I have two chicks that I got at a couple days old that were both suppose to be female, one is 8 weeks and one is 7 however the 8 week old (pictured) seems to be much larger then the other one just wondering if it’s actually female??


----------



## robin416 (Sep 8, 2013)

This is way too close for me to even toss out a guess. I'll bet @imnukensc will know. Ken is good with sexing the birds if they're old enough.


----------



## Riri1313 (Jul 14, 2021)

robin416 said:


> This is way too close for me to even toss out a guess. I'll bet @imnukensc will know. Ken is good with sexing the birds if they're old enough.


----------



## Riri1313 (Jul 14, 2021)

Riri1313 said:


> View attachment 41398


Oops didn’t mean to post that 😂


----------



## robin416 (Sep 8, 2013)

Riri1313 said:


> Oops didn’t mean to post that 😂


LOL It happens. Now we just need to wait for Ken.


----------



## imnukensc (Dec 5, 2020)

I don't see anything that says cockerel at this point, but that doesn't necessarily mean it isn't one. Sorry if that seems wishy washy, but sometimes ya just can't tell for certain. For now, I'm going with pullet.


----------



## Riri1313 (Jul 14, 2021)

imnukensc said:


> I don't see anything that says cockerel at this point, but that doesn't necessarily mean it isn't one. Sorry if that seems wishy washy, but sometimes ya just can't tell for certain. For now, I'm going with pullet.
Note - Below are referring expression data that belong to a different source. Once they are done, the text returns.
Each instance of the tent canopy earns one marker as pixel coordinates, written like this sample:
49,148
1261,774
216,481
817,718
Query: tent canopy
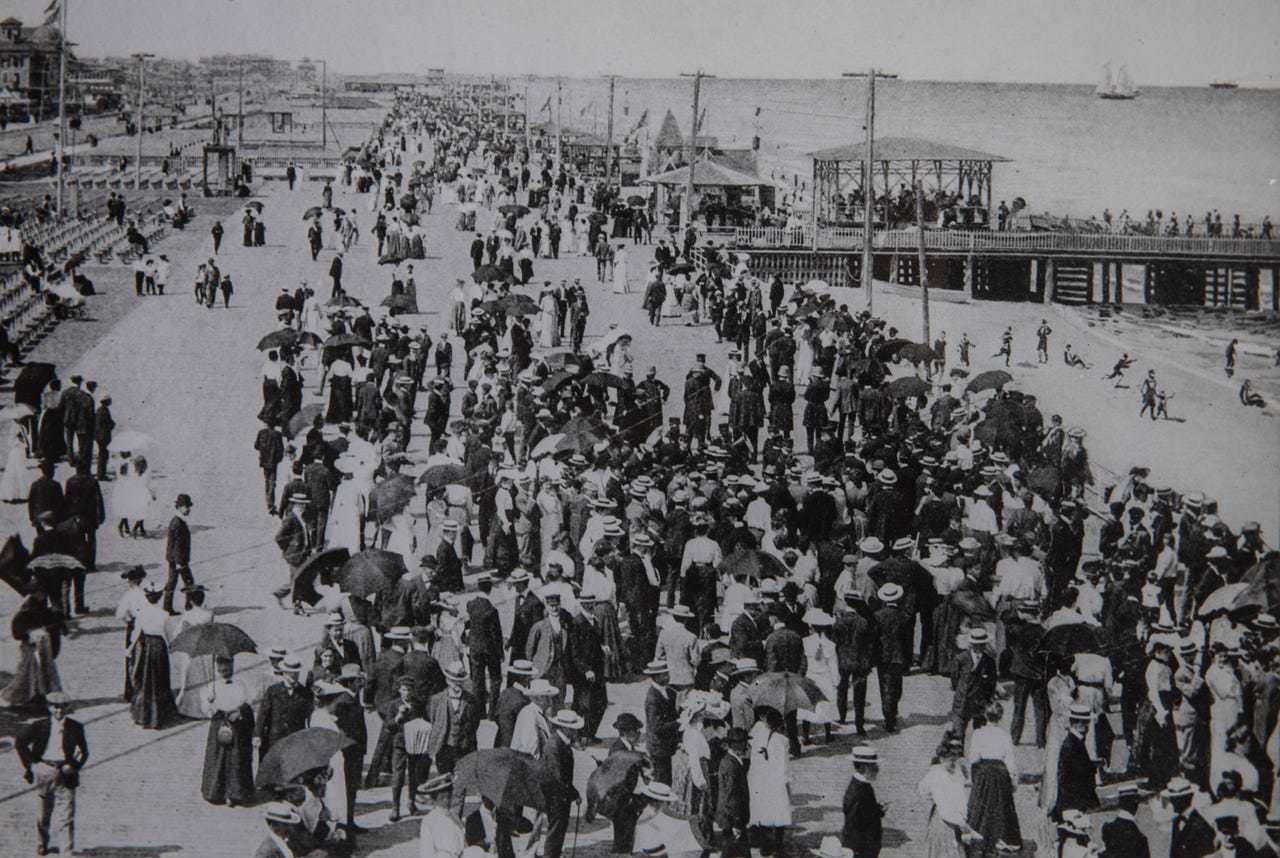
905,149
707,174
Thanks you, maybe I’ll post an update in a couple weeks and check


----------



## robin416 (Sep 8, 2013)

Well, the King of bird identity and sexing doesn't know. That's a first.


----------



## Poultry Judge (Jul 15, 2020)

robin416 said:


> Well, the King of bird identity and sexing doesn't know. That's a first.





robin416 said:


> Well, the King of bird identity and sexing doesn't know. That's a first.


Wow, rough crowd around here this morning! I would go with, there is yet much mystery in that little chick.


----------



## robin416 (Sep 8, 2013)

You know me. If I'm thinking it it comes out of my fingers.


----------